In the field of materials design, machine learning techniques have been used to develop data-driven models for optimizing material properties. The performance of the model can be sensitive to the choice of optimization algorithm, making optimizer selection a challenging task. In recent years, there has been a transition in optimization from hand-designed to learned features, with the learning to optimize (L2O) approach attempting to learn the optimization conditions itself. While many studies in the field of L2O have demonstrated good performance on a specific task distribution, they often suffer from poor generalization to other distributions.

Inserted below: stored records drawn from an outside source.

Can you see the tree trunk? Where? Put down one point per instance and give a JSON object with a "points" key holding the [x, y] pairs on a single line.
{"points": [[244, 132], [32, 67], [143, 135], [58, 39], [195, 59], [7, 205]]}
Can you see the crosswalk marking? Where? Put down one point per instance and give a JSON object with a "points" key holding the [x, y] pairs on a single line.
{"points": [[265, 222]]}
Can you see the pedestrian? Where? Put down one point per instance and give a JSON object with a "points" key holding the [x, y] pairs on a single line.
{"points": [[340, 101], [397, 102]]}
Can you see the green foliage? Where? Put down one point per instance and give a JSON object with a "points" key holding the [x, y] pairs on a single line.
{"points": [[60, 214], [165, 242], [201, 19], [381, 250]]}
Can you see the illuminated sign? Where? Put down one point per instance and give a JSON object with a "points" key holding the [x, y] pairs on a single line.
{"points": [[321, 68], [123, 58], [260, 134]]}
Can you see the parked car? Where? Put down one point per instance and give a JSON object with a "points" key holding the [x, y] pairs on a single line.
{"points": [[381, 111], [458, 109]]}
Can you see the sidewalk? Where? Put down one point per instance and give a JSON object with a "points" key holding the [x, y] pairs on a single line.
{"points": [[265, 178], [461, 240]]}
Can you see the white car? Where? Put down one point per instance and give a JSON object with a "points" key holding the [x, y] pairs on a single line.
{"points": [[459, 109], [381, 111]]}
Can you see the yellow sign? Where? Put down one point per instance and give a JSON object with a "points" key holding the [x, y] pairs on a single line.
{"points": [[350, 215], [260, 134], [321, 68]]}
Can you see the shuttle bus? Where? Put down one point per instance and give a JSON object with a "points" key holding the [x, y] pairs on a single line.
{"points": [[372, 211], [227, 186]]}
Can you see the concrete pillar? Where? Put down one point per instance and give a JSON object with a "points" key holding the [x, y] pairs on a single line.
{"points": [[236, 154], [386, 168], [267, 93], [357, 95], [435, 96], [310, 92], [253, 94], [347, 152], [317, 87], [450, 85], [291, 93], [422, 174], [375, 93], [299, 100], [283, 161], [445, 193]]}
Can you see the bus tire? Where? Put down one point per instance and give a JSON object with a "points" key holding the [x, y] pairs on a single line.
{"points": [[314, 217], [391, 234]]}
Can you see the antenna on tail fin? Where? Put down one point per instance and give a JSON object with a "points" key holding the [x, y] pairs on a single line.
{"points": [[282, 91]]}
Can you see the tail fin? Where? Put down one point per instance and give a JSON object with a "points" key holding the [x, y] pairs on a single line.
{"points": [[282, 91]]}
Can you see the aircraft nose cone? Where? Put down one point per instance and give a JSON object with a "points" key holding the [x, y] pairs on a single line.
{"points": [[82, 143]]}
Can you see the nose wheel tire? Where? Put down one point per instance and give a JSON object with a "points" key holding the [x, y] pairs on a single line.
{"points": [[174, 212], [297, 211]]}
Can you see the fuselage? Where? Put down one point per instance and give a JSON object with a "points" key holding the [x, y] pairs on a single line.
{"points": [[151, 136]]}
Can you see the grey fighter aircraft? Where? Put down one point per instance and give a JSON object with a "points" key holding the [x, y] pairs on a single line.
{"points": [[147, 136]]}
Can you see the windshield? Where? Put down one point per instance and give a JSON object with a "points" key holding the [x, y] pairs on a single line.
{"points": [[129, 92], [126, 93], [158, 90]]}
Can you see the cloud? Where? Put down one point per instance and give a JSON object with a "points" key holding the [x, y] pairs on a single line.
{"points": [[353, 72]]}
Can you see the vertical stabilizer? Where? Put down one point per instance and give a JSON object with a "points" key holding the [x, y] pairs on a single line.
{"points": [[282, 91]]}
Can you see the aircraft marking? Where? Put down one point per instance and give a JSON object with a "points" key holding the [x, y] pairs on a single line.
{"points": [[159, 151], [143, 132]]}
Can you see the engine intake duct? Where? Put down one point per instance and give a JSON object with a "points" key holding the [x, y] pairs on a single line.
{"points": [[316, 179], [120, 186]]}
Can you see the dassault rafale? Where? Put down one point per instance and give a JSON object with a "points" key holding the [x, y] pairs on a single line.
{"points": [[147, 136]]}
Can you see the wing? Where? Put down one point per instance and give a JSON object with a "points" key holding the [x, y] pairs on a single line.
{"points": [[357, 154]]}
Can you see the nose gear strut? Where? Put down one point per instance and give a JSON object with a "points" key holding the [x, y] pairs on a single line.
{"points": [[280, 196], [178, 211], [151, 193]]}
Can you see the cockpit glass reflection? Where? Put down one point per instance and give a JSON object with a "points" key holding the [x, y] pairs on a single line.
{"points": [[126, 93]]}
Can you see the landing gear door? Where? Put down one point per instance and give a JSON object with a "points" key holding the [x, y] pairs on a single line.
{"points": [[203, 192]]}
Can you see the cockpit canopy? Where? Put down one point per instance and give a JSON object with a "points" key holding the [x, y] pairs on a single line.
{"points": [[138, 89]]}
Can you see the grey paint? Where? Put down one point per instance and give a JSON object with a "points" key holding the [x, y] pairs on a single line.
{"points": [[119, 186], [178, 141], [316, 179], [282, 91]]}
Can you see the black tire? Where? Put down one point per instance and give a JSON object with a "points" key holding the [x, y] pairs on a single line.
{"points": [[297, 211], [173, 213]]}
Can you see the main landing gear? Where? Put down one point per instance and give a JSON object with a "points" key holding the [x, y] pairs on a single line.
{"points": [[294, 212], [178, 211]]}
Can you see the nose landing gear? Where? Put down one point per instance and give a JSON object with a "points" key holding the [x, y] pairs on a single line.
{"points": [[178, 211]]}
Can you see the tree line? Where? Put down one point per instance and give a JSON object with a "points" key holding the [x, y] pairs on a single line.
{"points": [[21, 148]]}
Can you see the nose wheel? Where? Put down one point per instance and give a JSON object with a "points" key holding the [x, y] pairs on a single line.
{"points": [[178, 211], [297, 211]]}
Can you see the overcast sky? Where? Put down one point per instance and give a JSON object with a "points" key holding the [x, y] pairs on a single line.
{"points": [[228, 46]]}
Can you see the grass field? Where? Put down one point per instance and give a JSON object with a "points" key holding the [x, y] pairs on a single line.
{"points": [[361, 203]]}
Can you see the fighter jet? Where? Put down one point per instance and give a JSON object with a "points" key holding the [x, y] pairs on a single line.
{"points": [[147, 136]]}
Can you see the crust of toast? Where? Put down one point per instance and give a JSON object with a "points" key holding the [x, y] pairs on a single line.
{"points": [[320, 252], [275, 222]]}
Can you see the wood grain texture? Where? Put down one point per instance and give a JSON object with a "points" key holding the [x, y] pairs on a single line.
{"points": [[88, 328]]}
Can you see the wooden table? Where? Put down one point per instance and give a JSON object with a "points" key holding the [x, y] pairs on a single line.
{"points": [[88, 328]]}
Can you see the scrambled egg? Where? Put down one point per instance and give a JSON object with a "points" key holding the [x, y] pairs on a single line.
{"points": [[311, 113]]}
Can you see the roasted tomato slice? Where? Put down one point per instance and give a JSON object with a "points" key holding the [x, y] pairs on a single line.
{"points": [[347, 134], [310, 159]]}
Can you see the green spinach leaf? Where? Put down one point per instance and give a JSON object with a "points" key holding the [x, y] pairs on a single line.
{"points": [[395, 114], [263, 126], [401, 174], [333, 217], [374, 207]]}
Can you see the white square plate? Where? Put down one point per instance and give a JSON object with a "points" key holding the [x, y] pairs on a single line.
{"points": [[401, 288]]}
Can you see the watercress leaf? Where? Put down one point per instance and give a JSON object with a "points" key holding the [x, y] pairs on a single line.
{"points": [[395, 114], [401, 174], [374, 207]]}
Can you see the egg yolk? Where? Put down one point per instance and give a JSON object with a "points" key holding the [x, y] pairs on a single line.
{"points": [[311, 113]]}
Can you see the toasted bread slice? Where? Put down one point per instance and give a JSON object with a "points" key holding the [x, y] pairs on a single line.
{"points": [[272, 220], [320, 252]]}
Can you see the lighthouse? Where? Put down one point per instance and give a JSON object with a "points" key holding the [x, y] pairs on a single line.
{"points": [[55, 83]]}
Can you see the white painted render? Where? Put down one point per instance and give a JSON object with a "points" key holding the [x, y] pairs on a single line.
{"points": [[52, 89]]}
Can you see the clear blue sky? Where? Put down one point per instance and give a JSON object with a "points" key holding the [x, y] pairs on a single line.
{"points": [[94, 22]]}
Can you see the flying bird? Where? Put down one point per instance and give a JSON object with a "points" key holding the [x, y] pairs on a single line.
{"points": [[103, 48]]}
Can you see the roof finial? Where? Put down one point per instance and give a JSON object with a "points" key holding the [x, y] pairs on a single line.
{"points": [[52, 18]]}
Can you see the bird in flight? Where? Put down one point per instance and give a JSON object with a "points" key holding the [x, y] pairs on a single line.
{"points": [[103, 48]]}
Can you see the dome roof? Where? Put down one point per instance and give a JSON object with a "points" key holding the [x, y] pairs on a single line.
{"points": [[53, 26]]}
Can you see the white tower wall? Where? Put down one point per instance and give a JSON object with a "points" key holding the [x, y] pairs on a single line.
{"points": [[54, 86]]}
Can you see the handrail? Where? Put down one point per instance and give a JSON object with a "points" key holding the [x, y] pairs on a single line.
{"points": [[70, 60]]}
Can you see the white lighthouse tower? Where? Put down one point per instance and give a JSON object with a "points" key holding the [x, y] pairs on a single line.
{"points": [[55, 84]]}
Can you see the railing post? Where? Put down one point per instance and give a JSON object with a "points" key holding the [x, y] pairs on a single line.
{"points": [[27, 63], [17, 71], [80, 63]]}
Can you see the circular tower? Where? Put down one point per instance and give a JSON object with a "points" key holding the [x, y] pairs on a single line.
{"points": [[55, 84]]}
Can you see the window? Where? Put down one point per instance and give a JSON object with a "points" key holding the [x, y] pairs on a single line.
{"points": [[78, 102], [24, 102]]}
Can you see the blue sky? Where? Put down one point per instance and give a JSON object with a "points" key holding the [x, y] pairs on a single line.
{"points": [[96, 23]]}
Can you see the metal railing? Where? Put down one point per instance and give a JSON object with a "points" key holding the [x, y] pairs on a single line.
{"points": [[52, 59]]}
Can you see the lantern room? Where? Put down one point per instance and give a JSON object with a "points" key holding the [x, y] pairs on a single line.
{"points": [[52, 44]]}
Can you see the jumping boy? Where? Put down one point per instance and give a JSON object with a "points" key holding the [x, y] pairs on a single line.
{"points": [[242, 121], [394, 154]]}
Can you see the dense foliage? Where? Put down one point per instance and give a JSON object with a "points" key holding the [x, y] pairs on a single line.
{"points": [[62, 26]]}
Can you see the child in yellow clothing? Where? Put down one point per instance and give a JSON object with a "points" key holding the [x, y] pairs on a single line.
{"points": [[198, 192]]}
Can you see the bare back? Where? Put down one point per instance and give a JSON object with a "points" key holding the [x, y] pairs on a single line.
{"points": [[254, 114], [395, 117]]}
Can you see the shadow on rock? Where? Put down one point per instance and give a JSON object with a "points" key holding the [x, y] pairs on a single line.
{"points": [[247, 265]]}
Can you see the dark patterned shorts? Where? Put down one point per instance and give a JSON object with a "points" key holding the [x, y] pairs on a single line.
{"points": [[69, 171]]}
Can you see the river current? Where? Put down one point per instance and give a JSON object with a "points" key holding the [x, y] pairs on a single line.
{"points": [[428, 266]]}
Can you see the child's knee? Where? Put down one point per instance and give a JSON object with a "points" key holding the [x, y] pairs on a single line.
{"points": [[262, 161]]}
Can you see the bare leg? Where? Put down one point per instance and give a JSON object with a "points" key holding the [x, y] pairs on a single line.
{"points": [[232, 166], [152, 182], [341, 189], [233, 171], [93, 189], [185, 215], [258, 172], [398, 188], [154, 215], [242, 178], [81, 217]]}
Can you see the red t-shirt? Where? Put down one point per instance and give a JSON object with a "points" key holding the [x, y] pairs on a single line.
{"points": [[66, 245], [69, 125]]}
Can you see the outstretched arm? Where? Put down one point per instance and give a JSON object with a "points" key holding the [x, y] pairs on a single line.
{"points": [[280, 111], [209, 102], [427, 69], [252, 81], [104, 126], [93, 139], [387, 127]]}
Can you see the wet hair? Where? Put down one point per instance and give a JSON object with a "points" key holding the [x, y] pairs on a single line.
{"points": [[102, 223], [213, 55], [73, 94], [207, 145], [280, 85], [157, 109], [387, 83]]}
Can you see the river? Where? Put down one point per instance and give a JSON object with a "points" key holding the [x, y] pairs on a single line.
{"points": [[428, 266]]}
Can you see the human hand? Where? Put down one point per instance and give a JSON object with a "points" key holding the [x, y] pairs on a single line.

In materials design, the availability of training data can be limited due to the expense of prototyping or detailed simulations. This can make it difficult to achieve convergence of the learned features, which may require large amounts of data. To address these issues, we propose a new approach called "Learning to Choose Optimizers" (L2CO). Our method allows a meta-learner to select from a range of static, well-established optimizers at test time. This enables the system to adapt to different task distributions and enhance generalization performance by switching to a different optimizer as needed. In this proof-of-concept study, we train our model offline on a diverse set of benchmark loss-functions and apply a range of gradient-based, population-based, and probabilistic model-based optimizers. We take inspiration from recommendation systems to identify the most appropriate optimizer for an unseen test problem, and in the online stage, the meta-learner is able to choose and switch optimizers during training.
The potential of this approach is demonstrated by comparing its performance to classical optimizers and established L2O-architectures on benchmark loss-functions and simple material design studies. The results suggest that L2CO has the potential to be a useful tool in the field of materials design, and we make our code and documentation available as open-source resources using the f3dasm framework.